Amazon EC2 VMMS Setup

This is a guide to set up Tango to run jobs on an Amazon EC2 VM.

  1. Create an AWS Account or use an existing one.

  2. Obtain your access_key_id and secret_access_key by following the instructions here.

  3. Add AWS Credentials to a file called ~/.boto using the following format:

    [Credentials]
        aws_access_key_id = MYAMAZONTESTKEY12345
        aws_secret_access_key = myawssecretaccesskey12345
    

    Tango uses the Boto Python package to interface with Amazon Web Services

  4. In the AWS EC2 console, create an Ubuntu 14.04+ EC2 instance and save the .pem file in a safe location.

  5. Copy the directory and contents of autodriver/ in the Tango repo into the EC2 VM. For more help connecting to the EC2 instance follow this guide.

    chmod 400 /path/my-key-pair.pem
    scp -i /path/my-key-pair.pem -r autodriver/ ubuntu@<ec2-host-name>.compute-1.amazonaws.com:~/
    

    The autodriver is used as a sandbox environment to run the job inside the VM. It limits Disk I/O, Disk Usage, monitors security, and controls other valuable sudo level resources.

  6. In the EC2 VM, compile the autodriver.

    $ cd autodriver/
    $ make clean; make
    $ cp -p autodriver /usr/bin/autodriver
    
  7. Create the autograde Linux user and directory. All jobs will be run under this user.

    $ useradd autograde
    $ mkdir autograde
    $ chown autograde autograde
    $ chown :autograde autograde
    
  8. In the AWS EC2 console, create an AMI image from your EC2 VM. Use this guide to create a custom AMI.

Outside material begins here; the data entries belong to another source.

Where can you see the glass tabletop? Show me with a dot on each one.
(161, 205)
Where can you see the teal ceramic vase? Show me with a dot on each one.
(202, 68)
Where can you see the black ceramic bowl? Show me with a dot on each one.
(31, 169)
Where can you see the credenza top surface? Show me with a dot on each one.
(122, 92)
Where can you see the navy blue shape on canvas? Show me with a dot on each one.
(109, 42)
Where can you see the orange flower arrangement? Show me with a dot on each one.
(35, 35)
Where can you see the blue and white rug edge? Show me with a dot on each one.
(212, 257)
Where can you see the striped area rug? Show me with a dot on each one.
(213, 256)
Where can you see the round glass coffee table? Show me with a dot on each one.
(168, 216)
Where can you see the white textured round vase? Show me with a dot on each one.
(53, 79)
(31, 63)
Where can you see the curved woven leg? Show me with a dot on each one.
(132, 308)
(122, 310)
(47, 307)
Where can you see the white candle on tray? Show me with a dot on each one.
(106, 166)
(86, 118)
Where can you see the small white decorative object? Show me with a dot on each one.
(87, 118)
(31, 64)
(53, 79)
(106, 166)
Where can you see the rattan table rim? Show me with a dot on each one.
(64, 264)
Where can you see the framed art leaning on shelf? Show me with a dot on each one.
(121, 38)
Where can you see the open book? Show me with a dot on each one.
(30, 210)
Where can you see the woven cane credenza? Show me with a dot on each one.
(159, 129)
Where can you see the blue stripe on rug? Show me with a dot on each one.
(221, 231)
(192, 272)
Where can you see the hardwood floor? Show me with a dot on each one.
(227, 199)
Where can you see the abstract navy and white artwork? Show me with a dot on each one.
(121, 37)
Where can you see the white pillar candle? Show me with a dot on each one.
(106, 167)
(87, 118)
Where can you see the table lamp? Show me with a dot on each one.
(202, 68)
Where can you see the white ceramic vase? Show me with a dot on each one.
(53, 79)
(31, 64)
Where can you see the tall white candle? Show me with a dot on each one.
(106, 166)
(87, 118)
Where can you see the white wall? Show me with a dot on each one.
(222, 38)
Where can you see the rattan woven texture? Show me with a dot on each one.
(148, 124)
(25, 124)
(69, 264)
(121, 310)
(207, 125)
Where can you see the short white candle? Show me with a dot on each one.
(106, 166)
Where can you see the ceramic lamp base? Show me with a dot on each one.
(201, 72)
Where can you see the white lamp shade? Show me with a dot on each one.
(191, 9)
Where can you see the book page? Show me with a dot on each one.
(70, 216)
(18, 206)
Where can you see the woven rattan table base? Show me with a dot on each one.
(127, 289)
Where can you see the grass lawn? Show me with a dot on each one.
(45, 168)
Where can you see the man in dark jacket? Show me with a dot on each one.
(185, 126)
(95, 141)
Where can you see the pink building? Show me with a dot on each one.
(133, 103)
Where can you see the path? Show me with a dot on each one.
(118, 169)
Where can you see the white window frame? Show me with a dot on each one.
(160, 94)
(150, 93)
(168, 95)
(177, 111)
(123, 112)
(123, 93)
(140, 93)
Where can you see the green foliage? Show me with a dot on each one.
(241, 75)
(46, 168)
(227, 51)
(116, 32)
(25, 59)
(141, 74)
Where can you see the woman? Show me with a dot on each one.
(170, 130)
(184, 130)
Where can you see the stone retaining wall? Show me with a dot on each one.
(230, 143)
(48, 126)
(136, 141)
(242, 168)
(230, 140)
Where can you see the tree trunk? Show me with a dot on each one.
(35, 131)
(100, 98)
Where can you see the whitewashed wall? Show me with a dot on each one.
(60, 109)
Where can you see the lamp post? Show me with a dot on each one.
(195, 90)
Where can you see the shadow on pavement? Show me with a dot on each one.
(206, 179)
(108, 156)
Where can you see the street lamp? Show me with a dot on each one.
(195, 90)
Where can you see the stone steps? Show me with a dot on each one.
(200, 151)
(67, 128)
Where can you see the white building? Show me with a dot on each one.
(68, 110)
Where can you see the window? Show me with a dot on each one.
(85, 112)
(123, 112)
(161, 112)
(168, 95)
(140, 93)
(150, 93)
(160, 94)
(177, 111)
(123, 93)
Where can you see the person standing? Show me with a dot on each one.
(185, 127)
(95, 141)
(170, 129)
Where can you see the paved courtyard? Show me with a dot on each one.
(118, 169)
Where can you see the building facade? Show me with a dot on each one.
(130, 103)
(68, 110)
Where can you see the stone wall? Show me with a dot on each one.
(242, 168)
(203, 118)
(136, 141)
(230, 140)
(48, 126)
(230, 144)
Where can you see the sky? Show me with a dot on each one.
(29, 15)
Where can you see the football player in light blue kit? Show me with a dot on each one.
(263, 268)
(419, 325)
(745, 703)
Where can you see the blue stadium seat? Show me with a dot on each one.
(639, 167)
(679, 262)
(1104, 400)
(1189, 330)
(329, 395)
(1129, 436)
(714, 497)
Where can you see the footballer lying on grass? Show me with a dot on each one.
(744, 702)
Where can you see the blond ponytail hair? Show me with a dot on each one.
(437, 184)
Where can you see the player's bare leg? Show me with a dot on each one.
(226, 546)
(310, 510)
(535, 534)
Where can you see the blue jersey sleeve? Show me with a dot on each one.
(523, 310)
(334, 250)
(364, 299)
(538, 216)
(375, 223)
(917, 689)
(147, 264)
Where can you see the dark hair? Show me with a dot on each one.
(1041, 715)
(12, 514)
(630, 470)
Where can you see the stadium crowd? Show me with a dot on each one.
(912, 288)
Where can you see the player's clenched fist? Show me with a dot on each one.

  9. Exit the EC2 instance and edit the following values in config.py in the Tango directory.

    # VMMS to use. Must be set to a VMMS implemented in vmms/ before
    # starting Tango.  Options are: "localDocker", "distDocker",
    # "tashiSSH", and "ec2SSH"
    VMMS_NAME = "ec2SSH"
    ######
    # Part 5: EC2 Constants
    #
    EC2_REGION = 'us-east-1'             # EC2 Region
    EC2_USER_NAME = 'ubuntu'             # EC2 username
    DEFAULT_AMI = 'ami-4c99c35b'         # Custom AMI Id
    DEFAULT_INST_TYPE = 't2.micro'       # Instance Type
    DEFAULT_SECURITY_GROUP = 'autolab-autograde-ec2'  # Security Group with full access to EC2
    SECURITY_KEY_PATH = '/path/to/my-key-pair.pem'    # Absolute path to my-key-pair.pem
    DYNAMIC_SECURITY_KEY_PATH = ''       # Leave blank
    SECURITY_KEY_NAME = 'my-key-pair'    # Name of the key file. Ex: if file name is 'my-key-pair.pem', fill value with 'my-key-pair'
    TANGO_RESERVATION_ID = '1'           # Leave as 1
    INSTANCE_RUNNING = 16                # Status code of a running instance, leave as 16
    
  10. You should now be ready to run Tango jobs on EC2! Use the Tango CLI to test your setup.